Ini bukan soal galak atau lembut. Ini soal kepemimpinan.

Spesialis perkembangan anak yang telah bekerja dengan lebih dari 5.000 anak menjelaskan satu hal sederhana: jangan mengubah aturan menjadi negosiasi.

Kalimat seperti:

"Bisakah kamu pakai sepatu?"

"Mau tidur sekarang nggak?"

"Kenapa kamu selalu begini?"


Kelihatannya sopan. Tapi buat anak kecil, itu terdengar seperti pilihan. Padahal bukan.


Lalu saat anak menolak, orang tua langsung marah. Lah, siapa yang membuka ruang tawar-menawar dari awal?

Anak butuh pemimpin. Bukan pengacara yang terus berdebat dengan kliennya sendiri.

Kalau memang harus berangkat, bilang:

"Pakai sepatu. Kita berangkat."

Kalau memang waktunya tidur, bilang:

"Sekarang waktunya tidur."

Kalau anak memukul saudaranya, jangan teriak: "KENAPA KAMU MUKUL?!"

Tegaskan: "Memukul tidak boleh. Kalau marah, kita cari cara lain."

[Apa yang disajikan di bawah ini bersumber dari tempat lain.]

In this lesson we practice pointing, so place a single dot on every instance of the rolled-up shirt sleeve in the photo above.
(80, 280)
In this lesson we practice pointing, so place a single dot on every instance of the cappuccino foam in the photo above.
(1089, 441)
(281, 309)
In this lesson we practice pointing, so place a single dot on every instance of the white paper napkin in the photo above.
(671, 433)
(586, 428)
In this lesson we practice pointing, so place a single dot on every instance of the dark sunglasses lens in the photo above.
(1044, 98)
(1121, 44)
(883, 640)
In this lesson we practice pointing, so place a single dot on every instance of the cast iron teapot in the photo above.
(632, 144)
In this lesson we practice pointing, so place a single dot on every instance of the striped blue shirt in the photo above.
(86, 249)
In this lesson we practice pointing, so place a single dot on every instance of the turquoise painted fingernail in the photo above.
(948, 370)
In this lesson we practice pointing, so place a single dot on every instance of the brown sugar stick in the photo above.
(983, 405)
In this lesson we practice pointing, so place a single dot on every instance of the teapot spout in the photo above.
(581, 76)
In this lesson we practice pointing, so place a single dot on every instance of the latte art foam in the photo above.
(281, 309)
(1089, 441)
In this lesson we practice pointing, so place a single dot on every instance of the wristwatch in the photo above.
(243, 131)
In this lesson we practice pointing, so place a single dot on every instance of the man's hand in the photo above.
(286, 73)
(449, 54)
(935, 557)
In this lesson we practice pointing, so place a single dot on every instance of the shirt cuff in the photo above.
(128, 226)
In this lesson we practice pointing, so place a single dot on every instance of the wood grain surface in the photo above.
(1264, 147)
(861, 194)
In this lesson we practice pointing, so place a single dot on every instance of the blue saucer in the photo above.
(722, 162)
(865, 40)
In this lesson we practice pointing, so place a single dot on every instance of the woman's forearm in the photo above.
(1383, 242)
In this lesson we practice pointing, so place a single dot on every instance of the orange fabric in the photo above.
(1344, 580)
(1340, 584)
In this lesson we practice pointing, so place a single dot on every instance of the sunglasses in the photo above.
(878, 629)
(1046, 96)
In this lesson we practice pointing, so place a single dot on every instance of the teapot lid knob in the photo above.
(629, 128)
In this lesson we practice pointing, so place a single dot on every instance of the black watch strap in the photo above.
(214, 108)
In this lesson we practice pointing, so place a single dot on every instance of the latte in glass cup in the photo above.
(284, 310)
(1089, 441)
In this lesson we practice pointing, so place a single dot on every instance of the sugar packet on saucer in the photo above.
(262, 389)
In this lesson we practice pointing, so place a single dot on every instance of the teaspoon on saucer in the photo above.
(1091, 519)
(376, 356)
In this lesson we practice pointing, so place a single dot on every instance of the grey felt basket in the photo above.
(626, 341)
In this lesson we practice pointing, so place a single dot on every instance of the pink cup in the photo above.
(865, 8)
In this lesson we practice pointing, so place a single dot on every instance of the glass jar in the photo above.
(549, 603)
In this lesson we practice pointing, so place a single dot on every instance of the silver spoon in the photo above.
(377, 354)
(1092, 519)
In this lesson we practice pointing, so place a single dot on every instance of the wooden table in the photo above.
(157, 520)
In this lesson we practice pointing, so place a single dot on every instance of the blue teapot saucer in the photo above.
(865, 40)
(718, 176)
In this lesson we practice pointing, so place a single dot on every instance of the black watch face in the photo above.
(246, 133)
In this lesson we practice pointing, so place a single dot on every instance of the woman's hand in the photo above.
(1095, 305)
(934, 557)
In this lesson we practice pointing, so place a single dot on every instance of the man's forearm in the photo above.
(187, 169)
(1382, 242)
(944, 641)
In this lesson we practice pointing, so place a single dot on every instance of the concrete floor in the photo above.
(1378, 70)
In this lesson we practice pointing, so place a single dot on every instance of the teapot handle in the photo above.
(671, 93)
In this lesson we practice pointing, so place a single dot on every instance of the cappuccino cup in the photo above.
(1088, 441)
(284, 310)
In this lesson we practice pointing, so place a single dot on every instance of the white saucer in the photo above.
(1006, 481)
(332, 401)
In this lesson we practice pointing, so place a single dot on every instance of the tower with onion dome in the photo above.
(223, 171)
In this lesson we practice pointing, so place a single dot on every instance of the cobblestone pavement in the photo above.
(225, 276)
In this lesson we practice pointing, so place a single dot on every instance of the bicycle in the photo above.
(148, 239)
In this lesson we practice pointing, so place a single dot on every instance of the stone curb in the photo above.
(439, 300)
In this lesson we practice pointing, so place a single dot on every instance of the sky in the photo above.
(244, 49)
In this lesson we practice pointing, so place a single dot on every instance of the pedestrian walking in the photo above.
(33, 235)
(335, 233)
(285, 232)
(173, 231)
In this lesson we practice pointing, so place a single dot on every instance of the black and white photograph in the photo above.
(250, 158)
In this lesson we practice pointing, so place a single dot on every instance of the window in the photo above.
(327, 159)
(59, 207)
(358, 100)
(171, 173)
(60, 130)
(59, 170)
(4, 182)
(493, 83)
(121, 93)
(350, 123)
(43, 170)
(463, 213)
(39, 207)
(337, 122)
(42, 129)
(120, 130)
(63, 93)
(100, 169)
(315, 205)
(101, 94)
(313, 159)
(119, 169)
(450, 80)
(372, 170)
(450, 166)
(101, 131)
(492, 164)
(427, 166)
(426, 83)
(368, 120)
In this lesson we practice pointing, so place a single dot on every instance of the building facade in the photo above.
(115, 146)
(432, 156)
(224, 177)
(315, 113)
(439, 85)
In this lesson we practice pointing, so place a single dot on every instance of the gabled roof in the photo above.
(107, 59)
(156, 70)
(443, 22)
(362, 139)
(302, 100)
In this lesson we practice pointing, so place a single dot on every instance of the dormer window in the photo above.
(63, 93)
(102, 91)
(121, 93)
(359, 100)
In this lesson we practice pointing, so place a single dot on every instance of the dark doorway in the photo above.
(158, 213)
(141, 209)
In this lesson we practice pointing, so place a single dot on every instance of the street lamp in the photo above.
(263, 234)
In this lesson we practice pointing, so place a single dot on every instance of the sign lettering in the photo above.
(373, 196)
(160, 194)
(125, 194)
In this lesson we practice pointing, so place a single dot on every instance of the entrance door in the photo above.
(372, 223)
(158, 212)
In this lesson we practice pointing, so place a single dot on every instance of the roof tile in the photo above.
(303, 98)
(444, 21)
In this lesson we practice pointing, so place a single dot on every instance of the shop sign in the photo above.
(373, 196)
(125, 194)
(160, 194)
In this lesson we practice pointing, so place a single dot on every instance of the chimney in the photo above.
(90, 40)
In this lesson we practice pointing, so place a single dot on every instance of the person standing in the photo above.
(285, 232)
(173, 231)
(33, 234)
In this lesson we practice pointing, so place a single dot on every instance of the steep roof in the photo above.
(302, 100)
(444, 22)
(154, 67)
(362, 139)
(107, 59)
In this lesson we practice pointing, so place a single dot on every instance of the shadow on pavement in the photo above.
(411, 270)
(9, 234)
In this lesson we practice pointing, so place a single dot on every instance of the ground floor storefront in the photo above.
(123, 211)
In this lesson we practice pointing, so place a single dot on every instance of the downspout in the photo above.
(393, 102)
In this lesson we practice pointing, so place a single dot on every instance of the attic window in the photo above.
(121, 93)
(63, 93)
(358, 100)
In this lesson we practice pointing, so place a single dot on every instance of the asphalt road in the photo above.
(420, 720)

Itu namanya membimbing, bukan menginterogasi. Banyak orang tua hari ini takut dianggap tegas. Akhirnya semua dibungkus dengan pertanyaan, negosiasi, dan kompromi yang tidak perlu. Akibatnya? Anak bingung mana aturan dan mana pilihan.

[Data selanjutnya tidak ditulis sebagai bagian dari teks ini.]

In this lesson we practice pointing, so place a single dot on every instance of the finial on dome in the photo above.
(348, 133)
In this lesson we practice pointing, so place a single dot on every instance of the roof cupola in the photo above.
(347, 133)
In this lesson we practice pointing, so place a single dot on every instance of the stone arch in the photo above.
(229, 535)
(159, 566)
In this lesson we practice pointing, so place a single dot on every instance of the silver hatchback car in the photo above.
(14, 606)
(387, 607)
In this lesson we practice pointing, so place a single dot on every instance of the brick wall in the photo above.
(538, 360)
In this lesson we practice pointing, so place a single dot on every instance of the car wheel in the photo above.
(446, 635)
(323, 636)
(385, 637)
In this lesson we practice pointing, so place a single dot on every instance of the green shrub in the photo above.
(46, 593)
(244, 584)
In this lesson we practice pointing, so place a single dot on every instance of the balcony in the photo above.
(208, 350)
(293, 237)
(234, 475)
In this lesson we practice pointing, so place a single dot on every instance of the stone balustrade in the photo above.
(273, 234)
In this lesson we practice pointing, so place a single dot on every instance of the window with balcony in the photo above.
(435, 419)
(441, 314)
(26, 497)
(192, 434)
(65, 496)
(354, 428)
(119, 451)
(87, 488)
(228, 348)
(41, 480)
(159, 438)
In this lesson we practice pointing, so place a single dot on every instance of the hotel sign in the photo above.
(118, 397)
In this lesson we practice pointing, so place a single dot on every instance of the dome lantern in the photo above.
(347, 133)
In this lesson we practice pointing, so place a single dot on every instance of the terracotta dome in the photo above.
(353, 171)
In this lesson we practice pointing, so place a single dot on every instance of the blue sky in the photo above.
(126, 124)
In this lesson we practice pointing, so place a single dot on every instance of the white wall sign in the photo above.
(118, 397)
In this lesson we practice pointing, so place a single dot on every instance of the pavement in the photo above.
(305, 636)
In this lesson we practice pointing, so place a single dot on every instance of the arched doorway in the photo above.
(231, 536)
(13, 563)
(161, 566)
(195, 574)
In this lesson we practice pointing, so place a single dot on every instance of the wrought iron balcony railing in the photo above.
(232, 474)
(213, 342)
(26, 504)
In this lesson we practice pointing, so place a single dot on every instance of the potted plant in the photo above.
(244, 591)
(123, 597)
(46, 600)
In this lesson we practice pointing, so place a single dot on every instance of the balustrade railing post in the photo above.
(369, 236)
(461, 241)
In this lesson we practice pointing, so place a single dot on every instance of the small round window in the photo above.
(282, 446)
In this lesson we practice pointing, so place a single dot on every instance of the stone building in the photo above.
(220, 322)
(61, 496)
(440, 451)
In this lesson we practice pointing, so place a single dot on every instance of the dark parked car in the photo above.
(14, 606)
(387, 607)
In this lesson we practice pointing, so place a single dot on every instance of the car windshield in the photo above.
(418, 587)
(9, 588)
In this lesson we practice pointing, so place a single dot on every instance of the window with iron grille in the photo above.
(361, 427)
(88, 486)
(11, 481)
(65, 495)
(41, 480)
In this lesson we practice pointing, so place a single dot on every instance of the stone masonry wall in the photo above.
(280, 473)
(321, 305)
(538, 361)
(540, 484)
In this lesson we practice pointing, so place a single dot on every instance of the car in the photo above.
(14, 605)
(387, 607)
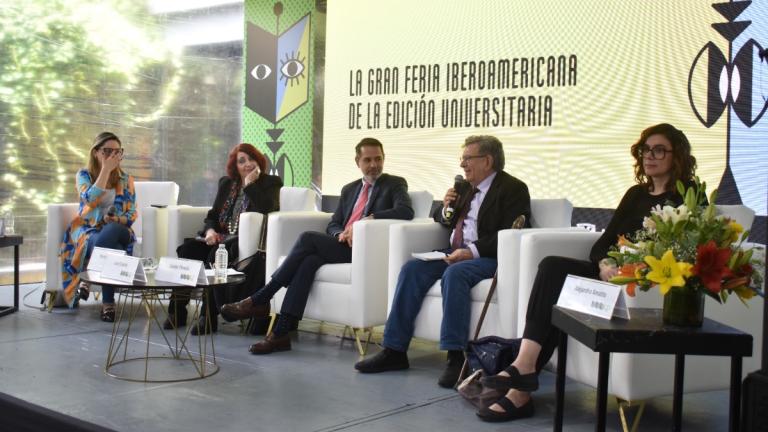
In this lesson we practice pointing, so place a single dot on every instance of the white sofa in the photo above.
(148, 219)
(546, 214)
(636, 377)
(352, 294)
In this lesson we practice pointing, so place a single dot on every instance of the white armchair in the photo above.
(352, 294)
(636, 377)
(405, 239)
(148, 220)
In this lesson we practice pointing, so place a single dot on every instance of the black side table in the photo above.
(15, 241)
(645, 333)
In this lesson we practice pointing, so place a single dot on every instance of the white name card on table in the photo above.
(123, 268)
(593, 297)
(181, 271)
(99, 256)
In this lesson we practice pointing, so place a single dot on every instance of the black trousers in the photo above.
(297, 272)
(197, 250)
(546, 289)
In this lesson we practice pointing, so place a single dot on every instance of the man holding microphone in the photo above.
(488, 201)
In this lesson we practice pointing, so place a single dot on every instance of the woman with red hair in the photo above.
(245, 188)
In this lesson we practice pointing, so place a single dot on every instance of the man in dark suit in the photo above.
(376, 196)
(489, 201)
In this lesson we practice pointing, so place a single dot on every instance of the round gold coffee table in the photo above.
(143, 351)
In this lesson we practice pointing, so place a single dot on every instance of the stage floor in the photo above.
(57, 360)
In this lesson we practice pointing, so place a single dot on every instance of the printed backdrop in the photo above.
(567, 86)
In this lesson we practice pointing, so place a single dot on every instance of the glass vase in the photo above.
(683, 307)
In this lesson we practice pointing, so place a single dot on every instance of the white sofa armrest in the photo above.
(154, 232)
(284, 228)
(59, 217)
(249, 233)
(370, 250)
(508, 270)
(406, 238)
(183, 222)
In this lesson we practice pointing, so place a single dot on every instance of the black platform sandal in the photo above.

Menghormati anak bukan berarti semua keputusan diserahkan kepada anak.

Anak belum punya kematangan emosi dan pengalaman hidup untuk memimpin dirinya sendiri setiap saat. Justru tugas orang tua adalah memberikan batasan yang jelas, tenang, konsisten, dan penuh kasih.

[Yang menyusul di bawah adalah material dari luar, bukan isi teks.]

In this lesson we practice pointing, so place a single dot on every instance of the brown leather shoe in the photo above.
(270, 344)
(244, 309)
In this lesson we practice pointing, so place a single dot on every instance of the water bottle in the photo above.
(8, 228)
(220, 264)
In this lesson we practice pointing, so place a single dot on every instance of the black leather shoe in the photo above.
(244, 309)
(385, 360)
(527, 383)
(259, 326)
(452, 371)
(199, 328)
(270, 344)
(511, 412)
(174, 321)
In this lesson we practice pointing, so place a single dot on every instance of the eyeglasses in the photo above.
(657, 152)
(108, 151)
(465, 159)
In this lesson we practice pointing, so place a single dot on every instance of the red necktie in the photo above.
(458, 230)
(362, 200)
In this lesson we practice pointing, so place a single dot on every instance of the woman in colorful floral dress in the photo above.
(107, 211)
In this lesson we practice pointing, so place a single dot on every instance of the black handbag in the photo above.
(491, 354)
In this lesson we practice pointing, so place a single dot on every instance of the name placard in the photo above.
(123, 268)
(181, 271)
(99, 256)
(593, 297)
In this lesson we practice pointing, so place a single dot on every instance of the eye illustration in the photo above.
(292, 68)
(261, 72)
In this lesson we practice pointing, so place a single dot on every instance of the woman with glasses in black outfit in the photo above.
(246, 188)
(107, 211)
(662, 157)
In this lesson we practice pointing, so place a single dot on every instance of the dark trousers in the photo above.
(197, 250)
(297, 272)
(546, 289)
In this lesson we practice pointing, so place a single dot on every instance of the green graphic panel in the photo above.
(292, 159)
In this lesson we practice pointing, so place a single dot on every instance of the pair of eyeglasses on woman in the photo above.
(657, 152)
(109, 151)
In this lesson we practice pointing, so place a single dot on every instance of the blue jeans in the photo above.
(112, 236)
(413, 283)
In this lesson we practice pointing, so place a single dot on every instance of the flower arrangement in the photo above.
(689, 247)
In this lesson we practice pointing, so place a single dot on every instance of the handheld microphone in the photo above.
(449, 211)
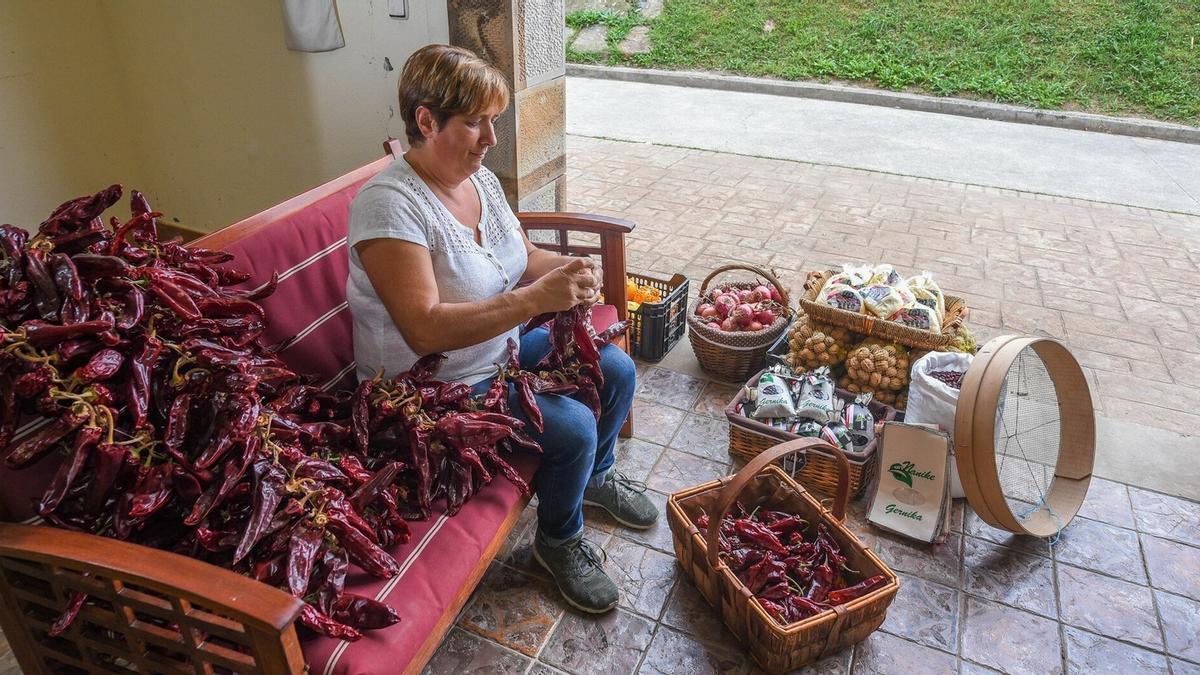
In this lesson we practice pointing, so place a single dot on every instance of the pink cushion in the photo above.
(307, 312)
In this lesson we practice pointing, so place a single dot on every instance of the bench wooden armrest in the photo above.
(611, 248)
(154, 609)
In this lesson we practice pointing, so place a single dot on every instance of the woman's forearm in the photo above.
(455, 326)
(541, 262)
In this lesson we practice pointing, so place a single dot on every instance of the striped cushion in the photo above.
(307, 315)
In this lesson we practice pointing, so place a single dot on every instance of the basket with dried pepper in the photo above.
(179, 429)
(789, 579)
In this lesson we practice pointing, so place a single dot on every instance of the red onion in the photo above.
(742, 314)
(725, 303)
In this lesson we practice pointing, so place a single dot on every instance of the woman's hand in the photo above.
(563, 287)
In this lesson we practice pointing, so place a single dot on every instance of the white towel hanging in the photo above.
(312, 25)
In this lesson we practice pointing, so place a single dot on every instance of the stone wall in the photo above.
(523, 39)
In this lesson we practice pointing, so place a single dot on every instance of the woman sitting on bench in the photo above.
(439, 263)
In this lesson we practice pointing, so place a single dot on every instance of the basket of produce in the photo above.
(790, 580)
(881, 303)
(811, 344)
(735, 323)
(657, 311)
(850, 424)
(881, 369)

Berhenti membuat setiap aturan menjadi debat. Berhenti bertanya kalau jawabannya memang tidak bisa "tidak".

Anak tidak butuh orang tua yang selalu meminta izin. Anak butuh orang tua yang berani memimpin.

Ketegasan bukan kekerasan.

Kejelasan bukan kekejaman.

Dan disiplin yang sehat jauh lebih berharga daripada rumah yang setiap hari dipenuhi drama, teriakan, dan perebutan kekuasaan.